In what have been among the most influential pages I have ever read, Bernanos’ priest of Ambricourt foretells what we risk becoming if we fail to emerge from the thick haze of boredom, distraction, and self-satisfaction to embrace the difficulty of our calling and the wondrous grace of God:
I believe, in fact I am certain, that many men never give out the whole of themselves, their deepest truth. They live on the surface, and yet, so rich is the soil of humanity that even this thin outer layer is able to yield a kind of meagre harvest which gives the illusion of real living. I’ve heard that during the last war timid little clerks would turn out to be real leaders; without knowing it, they had in them the passion to command…How many men will never have the least idea of what is meant by supernatural heroism, without which there can be no inner life!…Therefore when death has bereft them of all the artificial props with which society provides such people, they will find themselves as they really are, as they were without even knowing it — horrible undeveloped monsters, the stumps of men.
For years after reading The Diary of a Country Priest, I have grappled with the unrelenting sufferings of Bernanos’ priest of Ambricourt. In fact, the story and its brutality has forced its way into my consciousness at the most unexpected and inconvenient of times. And I’ve only just begun to understand why. It is because Georges Bernanos shocked me out of my comfort and complacency. He made me question my own courage, my own vigor, my willingness to suffer, and my faithfulness to God. He helped me to see beyond the sheer anguish of his priest to the incomparable graces that I never expected.

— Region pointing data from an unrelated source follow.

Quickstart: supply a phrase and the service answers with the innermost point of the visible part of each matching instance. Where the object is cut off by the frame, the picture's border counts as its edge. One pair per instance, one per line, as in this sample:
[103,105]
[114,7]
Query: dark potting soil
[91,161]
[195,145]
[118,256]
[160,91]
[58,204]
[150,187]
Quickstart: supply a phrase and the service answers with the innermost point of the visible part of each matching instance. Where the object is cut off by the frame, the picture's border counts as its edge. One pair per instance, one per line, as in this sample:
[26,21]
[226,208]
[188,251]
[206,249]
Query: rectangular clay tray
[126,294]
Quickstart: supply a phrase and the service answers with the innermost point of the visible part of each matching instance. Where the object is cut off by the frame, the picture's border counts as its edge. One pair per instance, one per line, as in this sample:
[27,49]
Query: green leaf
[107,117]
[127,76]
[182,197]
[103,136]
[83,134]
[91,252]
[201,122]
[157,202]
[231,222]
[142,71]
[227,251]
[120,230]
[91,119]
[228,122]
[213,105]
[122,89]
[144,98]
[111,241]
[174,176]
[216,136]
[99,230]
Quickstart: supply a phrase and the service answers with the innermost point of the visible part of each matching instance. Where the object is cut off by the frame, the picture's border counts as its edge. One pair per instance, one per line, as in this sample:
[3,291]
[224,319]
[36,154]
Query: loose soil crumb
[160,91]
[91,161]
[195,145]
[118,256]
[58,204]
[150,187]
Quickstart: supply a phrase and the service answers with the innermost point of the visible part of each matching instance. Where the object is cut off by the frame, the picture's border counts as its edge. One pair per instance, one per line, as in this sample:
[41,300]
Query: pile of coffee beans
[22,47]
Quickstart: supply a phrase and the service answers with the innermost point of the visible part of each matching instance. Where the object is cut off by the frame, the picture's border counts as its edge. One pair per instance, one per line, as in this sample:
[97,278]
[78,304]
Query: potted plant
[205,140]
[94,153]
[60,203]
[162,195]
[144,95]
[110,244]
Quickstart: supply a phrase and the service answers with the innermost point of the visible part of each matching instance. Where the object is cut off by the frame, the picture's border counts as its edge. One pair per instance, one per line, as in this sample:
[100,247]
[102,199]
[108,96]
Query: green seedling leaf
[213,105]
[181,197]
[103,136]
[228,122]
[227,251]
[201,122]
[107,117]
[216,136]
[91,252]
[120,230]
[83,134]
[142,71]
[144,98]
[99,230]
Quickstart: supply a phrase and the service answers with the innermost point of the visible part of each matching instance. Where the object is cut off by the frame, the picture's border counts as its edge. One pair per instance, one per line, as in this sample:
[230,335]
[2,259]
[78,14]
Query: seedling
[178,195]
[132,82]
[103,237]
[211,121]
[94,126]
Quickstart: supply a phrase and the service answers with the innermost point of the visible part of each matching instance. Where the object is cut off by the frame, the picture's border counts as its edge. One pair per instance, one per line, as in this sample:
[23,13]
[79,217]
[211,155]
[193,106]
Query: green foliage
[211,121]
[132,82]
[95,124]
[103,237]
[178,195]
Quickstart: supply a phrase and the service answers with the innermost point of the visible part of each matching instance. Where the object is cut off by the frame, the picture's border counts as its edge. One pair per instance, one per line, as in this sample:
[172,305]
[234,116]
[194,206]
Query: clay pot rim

Georges Bernanos reminded me of what I once knew, but had long since forgotten: the profound wisdom in a life fired free of superficiality; the sense of enduring purpose amidst unforgiving trial; the strange relief found in an abject dependence on God; and the gratitude that floods a heart that has regained honest and humble perspective.
The Diary of a Country Priest has changed me because it is so damned honest. The reality of suffering is to be accepted (ameliorated, yes, but accepted as a part of life) and countered with courage and faith in the mysteries and unfailing grace of God. In sum, Bernanos’ harsh honesty has forced me to be a bit more honest about how I am to live.

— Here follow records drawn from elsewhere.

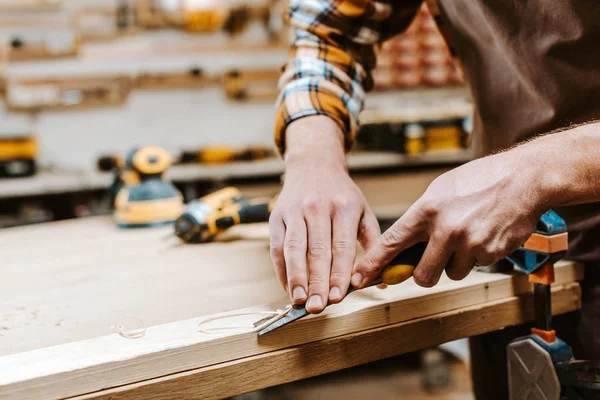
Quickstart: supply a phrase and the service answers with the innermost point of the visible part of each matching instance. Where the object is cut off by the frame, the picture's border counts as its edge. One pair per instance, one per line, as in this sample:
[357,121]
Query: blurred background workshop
[120,114]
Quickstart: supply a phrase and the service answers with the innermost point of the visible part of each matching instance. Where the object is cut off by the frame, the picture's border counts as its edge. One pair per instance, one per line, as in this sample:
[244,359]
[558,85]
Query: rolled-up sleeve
[333,53]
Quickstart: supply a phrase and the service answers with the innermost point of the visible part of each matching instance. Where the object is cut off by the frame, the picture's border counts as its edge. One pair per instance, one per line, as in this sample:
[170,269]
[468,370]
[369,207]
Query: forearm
[566,165]
[314,142]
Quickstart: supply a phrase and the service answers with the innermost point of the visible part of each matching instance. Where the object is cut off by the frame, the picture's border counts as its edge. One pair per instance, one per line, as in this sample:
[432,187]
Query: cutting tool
[400,269]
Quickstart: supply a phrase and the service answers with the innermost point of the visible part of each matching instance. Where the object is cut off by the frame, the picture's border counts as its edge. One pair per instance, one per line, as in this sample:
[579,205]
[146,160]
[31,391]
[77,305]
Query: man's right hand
[318,216]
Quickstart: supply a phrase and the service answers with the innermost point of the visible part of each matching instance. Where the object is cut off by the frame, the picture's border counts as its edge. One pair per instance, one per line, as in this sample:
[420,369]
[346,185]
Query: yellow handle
[395,274]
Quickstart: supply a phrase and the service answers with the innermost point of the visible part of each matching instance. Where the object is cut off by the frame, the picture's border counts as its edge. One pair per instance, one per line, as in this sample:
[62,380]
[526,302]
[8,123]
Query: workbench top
[66,286]
[73,280]
[54,182]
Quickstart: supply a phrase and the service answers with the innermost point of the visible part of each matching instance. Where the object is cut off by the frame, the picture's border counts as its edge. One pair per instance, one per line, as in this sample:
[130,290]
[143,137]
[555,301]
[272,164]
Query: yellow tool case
[17,156]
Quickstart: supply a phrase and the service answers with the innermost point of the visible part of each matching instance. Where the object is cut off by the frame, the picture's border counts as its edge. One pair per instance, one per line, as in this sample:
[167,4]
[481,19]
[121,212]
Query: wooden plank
[86,275]
[110,361]
[317,358]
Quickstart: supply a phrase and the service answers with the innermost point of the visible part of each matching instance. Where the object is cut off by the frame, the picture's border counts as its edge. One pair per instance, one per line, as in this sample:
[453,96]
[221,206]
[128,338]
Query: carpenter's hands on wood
[475,214]
[318,216]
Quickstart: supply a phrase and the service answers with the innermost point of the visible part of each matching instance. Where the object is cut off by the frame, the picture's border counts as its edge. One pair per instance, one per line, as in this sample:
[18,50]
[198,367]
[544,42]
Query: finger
[460,265]
[400,236]
[436,257]
[318,224]
[294,251]
[368,230]
[343,250]
[277,238]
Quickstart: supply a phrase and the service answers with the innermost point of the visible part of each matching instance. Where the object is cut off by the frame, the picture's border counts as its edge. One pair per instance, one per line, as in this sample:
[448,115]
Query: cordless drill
[200,224]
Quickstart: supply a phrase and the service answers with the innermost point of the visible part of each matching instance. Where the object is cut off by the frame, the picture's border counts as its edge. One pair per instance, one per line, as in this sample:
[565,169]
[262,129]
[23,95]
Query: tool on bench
[188,225]
[224,154]
[144,198]
[200,223]
[540,365]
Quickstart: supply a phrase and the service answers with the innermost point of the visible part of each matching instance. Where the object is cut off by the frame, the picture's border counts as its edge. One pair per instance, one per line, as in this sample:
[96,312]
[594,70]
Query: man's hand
[475,214]
[318,216]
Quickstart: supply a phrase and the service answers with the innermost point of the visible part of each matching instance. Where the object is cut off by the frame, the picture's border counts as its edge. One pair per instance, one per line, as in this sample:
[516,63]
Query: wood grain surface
[317,358]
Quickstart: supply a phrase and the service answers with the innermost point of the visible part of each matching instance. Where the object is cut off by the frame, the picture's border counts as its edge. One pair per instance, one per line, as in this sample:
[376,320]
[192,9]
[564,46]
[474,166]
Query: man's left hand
[476,214]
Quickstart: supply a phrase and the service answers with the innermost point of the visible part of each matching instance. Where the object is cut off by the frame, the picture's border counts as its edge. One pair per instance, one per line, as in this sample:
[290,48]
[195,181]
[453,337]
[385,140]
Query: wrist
[546,176]
[314,142]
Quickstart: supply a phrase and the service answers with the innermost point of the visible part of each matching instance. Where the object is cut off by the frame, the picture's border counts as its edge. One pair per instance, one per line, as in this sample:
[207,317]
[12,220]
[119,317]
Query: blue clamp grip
[528,260]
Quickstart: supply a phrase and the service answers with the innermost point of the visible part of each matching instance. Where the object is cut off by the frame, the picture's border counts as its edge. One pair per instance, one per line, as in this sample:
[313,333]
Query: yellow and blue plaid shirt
[332,56]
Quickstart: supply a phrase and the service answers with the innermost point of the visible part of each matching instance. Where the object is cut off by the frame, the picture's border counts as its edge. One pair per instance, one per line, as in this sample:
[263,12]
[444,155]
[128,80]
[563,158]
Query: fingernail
[315,302]
[298,293]
[334,293]
[356,279]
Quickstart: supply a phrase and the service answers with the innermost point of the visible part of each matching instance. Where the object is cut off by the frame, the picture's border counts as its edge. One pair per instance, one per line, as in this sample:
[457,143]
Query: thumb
[397,238]
[368,230]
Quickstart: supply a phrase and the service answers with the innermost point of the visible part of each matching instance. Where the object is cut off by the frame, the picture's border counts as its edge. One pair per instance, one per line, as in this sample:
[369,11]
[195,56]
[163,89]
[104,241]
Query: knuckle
[318,249]
[339,276]
[276,253]
[342,247]
[293,243]
[456,274]
[390,238]
[339,203]
[368,266]
[312,204]
[317,282]
[274,218]
[429,207]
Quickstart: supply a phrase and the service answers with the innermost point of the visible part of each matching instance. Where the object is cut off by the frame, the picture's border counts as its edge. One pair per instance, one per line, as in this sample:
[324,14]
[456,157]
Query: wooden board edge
[170,357]
[317,358]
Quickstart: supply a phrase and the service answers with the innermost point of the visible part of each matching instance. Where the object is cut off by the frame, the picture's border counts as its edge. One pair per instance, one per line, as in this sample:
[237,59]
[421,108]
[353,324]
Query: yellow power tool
[145,197]
[198,224]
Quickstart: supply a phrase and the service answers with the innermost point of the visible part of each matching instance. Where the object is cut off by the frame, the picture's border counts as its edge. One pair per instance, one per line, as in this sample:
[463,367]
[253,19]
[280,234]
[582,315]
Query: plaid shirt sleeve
[333,54]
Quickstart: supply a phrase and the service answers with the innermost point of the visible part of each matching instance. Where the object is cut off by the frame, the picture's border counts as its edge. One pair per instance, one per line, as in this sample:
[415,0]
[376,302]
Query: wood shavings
[222,325]
[132,328]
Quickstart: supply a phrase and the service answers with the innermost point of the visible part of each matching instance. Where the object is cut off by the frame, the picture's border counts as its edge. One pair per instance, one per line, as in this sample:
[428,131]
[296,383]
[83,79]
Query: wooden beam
[313,359]
[111,361]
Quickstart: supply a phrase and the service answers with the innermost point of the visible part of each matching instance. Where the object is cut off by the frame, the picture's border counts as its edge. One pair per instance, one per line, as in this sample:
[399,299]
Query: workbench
[66,286]
[59,182]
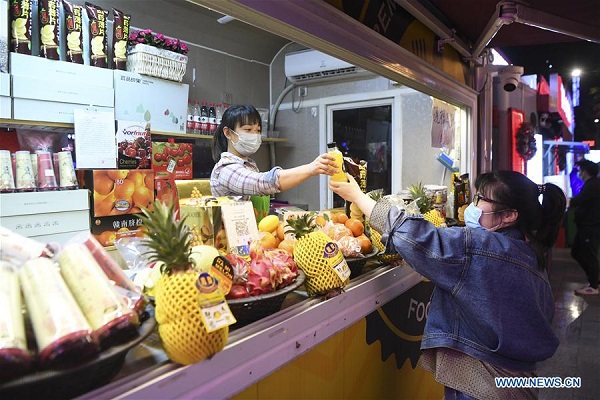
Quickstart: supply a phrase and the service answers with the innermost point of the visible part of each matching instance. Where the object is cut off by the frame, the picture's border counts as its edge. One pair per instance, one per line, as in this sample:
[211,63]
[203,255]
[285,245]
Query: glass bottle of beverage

In 1948, as Georges Bernanos lay dying of cancer, he penned a letter to a friend saying, “May you feel the sweet presence of Jesus Christ who makes into one reality sorrow and joy, life and death.”
And in his last breath, Bernanos’ suffering, dying priest of Ambricourt weakly uttered with joy amidst pain, and hope in consuming darkness, “Grace is everywhere.”
In the end, and through the darkness, it is.